L’entretien qui suit a été réalisé par correspondance écrite le 27 mars 2026. Pauline Escot est graphiste-chercheuse et envisage sa pratique graphique de manière locale, transversale et amicale. Elle a accepté de répondre à nos questions dans le cadre d’une enquête concernant l’habitabilité du monde et l’espace public.
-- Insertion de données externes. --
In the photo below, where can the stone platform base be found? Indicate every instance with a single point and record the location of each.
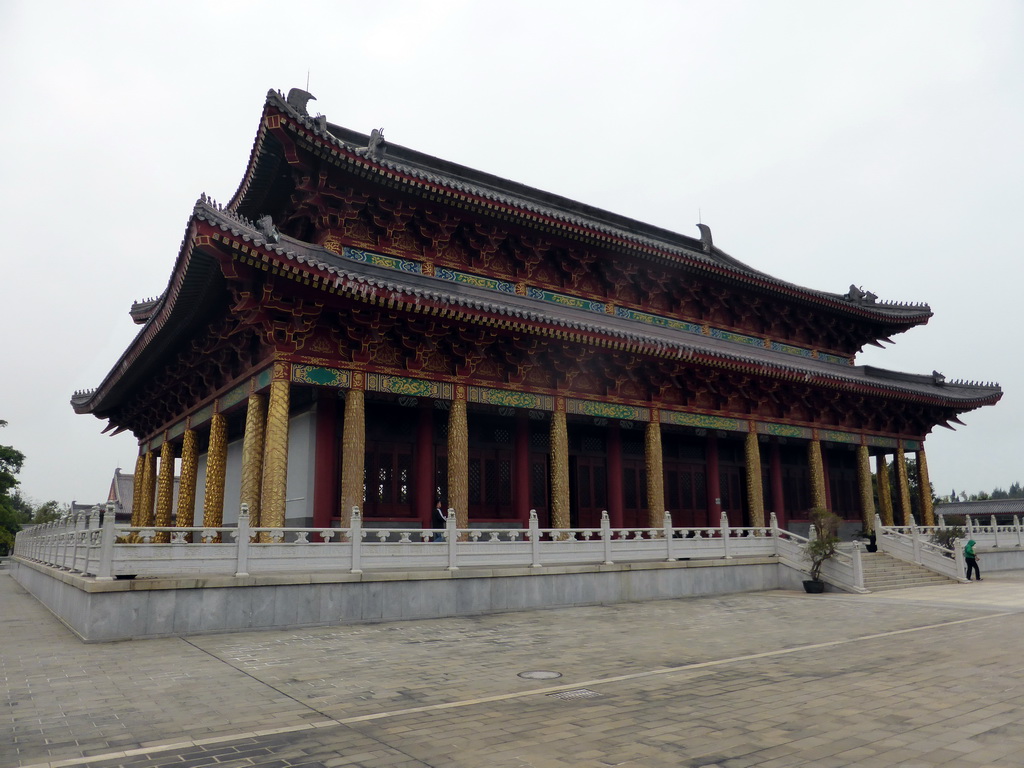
(123, 609)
1. Formation et situation professionnelle

Anaïs Terra1 : Bonjour. Je vous remercie de m’accorder de votre temps pour réaliser notre enquête sur l’habitabilité du monde et l’espace public. Pourriez-vous tout d’abord indiquer quelle a été votre formation et nous décrire la structure (université, école, entreprise...) dans laquelle vous travaillez à présent ?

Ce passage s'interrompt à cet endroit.